1/ Following Robert Mueller's testimony and warnings about Russia's continued attempts to interfere in U.S. elections, Senate Republicans blocked two election security bills and a cybersecurity measure. Democrats attempted to pass two bills by unanimous consent on Wednesday that would require campaigns to notify the FBI and the FEC if they receive offers of assistance from foreign governments. The other bill would let the Senate Sergeant at Arms offer voluntary cyber assistance for the personal devices and accounts of lawmakers and their staff. Republican Sen. Cindy Hyde-Smith blocked all three of the bills without giving any reason for her objections or indicating whether she blocked the bills on behalf of herself or the GOP caucus. Mueller testified yesterday that "The Russian government's effort to interfere in our election is among the most serious" and that "it wasn't a single attempt. They're doing it as we sit here. And they expect to do it during the next campaign." (The Hill / CNN)

2/ Mitch McConnell blocked the two election security measures on Thursday, arguing that Democrats are trying to give themselves a "political benefit." McConnell called the House-passed legislation "so partisan it received just one Republican vote over in the House," adding that the election security legislation is being pushed by the same Democrats who pushed the "conspiracy theory" of Trump and Russia. (The Hill / CNN)

3/ The Senate Intelligence Committee found that "the Russian government directed extensive activity, beginning in at least 2014 and carrying into at least 2017, against U.S. election infrastructure at the state and local level," according to the committee's report on Russian interference.

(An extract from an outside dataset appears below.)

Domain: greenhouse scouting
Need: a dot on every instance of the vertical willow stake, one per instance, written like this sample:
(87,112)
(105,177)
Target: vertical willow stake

The report recommends that Congress provide additional funding for states to secure elections once the $380 million appropriated in 2018 is spent. (NPR / Bloomberg / Axios / The Hill)

4/ The House Oversight and Reform Committee authorized subpoenas for senior White House aides official work communications sent via personal email and cellphone. The White House refused to turn over the messages voluntarily earlier this month. Democrats have raised questions about whether Jared Kushner's WhatsApp communications with foreign officials, Ivanka Trump's use of a private email account to conduct official business, and Stephen Bannon's use of a personal mobile device for White House business violated the Presidential Records Act. (Politico / Washington Post / Axios)

5/ The Trump administration threatened a travel ban against Guatemala unless the nation agrees to the safe third country deal, which would require migrants from El Salvador and Honduras to seek asylum there, instead of in the United States. Guatemala backed out on the immigration deal earlier this month when Guatemala's high court blocked its government from signing the deal. The White House is looking at the authority already granted to the executive branch to suspend classes of people it considers detrimental to national interests. (NPR / Wall Street Journal)

6/ The Justice Department will resume executing prisoners awaiting the death penalty for the first time in 16 years. Attorney General William Barr directed the Bureau of Prisons set execution dates for five men on federal death row who have exhausted their legal appeals. Their executions are to be carried out in December and January. (Washington Post / New York Times / ABC News / CNN)

7/ The House passed the budget deal to raise the U.S. debt ceiling and set budget levels for two years. The legislation raises spending by $320 billion above limits set in a 2011 budget law and suspends the debt ceiling until the end of July 2021. 65 Republicans joined the Democrats in the 284-149 vote. 132 Republicans voted against the bill, despite Trump's endorsement. The House vote sends the measure to the Senate, which is expected to pass it in the coming days and send it to Trump’s desk. Trump is expected to sign it. (New York Times / Wall Street Journal / Washington Post / CNBC)

8/ Trump, his company, and three of his children must face part of a lawsuit alleging they used their family name to scam people into joining a multilevel marketing scheme. A federal judge said the Trumps and their investors in a Trump-endorsed company called American Communications Network could be liable for claims of fraud, false advertising, and unfair competition. The suit claims the Trumps received millions of dollars in secret payments from 2005 to 2015 in exchange for endorsing ACN and then conned people into believing that Trump thought their investments would pay off, when the Trumps' real goal was simply to enrich themselves. (Reuters / Bloomberg)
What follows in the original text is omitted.